Updated: Jul 28
Directed by: #Ardit Sadiku
Written by: #Ardit Sadiku
For the duration of any film there is only so near the viewer can approach the characters. When a director tests this proximity, the result is always unsettling. The people on screen come close to being alive. This is what Ardit Sadiku verges on in Mali i Harrum, translated from the Albanian as The Forgotten Mountain. To bring actual existence to the lives it shows. This is the style of the left-unsaid.
The film is steeped in silences, in minimal interiors that are lit with near-natural light. Many of the scenes indoors seem to take place in a time that is always dim twilight or glaring morning, the walls sparse, the furniture simple and rustic.

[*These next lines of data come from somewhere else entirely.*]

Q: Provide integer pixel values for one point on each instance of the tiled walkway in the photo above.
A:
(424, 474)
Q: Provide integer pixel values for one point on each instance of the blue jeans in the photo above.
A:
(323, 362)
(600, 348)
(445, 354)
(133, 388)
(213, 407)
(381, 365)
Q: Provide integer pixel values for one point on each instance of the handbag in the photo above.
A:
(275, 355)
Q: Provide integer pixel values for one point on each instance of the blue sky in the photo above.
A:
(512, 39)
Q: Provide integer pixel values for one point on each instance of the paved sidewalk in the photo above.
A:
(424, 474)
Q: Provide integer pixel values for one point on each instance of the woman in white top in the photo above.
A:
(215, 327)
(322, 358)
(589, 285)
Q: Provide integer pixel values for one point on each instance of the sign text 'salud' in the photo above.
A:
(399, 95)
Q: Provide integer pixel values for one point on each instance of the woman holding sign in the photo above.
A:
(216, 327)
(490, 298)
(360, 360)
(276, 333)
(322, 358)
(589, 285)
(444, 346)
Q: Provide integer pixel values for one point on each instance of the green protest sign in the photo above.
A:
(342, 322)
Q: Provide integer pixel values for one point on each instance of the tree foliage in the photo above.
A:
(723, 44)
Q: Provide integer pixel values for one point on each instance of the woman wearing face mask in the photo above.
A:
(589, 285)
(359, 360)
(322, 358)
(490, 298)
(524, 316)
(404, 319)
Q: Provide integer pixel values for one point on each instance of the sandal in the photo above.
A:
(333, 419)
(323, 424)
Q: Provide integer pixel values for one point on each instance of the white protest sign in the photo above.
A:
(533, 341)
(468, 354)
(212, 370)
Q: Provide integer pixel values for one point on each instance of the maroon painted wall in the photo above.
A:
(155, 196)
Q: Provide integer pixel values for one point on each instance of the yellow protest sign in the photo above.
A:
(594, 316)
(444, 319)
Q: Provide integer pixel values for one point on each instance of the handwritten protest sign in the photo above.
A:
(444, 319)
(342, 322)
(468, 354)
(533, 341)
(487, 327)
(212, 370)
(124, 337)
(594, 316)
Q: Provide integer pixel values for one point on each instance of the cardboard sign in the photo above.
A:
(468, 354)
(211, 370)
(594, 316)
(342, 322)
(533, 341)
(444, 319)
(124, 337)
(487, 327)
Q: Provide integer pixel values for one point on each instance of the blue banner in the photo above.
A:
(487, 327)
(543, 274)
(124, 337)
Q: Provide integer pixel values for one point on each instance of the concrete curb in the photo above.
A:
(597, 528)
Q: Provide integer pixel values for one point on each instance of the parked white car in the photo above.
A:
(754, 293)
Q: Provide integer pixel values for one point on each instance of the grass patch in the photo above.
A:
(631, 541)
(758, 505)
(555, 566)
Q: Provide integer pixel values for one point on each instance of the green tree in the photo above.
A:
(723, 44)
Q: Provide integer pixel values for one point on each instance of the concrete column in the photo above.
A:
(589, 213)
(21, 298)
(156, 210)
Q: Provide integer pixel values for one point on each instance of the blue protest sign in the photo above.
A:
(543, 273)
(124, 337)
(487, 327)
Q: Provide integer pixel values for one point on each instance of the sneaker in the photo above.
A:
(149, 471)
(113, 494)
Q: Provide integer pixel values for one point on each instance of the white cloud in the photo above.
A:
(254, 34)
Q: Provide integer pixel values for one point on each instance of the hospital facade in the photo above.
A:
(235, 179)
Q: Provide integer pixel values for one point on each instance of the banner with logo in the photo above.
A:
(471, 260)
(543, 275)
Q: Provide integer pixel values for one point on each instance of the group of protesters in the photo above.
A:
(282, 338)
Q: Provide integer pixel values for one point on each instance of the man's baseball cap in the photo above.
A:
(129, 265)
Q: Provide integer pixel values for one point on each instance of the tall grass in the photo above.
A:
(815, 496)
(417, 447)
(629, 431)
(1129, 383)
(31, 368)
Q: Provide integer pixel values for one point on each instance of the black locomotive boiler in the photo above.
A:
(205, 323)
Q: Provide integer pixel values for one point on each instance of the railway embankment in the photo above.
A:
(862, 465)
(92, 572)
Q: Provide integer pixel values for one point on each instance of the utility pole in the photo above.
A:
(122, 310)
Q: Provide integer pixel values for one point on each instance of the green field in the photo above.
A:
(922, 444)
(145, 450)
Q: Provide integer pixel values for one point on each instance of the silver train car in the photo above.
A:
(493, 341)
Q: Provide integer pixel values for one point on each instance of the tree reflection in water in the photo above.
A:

And the performances too, are tightly restrained. Even though on paper the narrative is something of a melodrama, the execution is measured, contemplative, and holds back from any kind of dramatic flourish. The result is faintly disturbing, while highly watchable. Sadiku achieves this through keeping a pace that is better suited to the histrionics of the plot, punctuating it with continual silence.
Rikard, played by Qorraj, has lost his house in a sideswipe from his own son. Rescuing him from homelessness, his daughter Ema (Bunjaku) and her husband Lorenci (Shala) take him to stay with them in Theth National Park, in their picturesque cottage surrounded by the Prokletije, the Accursed Mountains. But the marriage is far from ideal. Lorenci, as revealed in a solitary shot of his spermatology results, is infertile. In desperation, Ema has been sleeping with the neighbour.
All of this is offset by the elderly Rikard’s existential dread as he reflects on a life that has come to nil, voicing his thoughts to his son-in-law, his daughter, and a neighbourly woman of similar age. The vast scenery looms in shots that near as close as possible to the sublime through the cinematic lens. In all its crags, firs and peaks, the ceaseless futility of life is framed against the mountainous backdrop. Even with the naturalistic performances, an air of faint romanticism pervades.
There are some shots that seem contrived, stiff, the characters slightly too posed. But this is balanced with delicate camerawork from edit to edit. Last year, the film was screened at Palić European Film Festival, and it is still fresh. With the narrative pacing moving with the pressure that it does, the film never lapses, even in the longer takes. To witness the old man bathed by his daughter is one of the most eerie, most humanising, most touching scenes. One of those elusive points in cinema in which the boundary of the living image is crossed. For the most part, The Forgotten Mountain is mapped in precisely this rare beyond.
The Forgotten Mountain is currently available to rent on the UK Film Channel.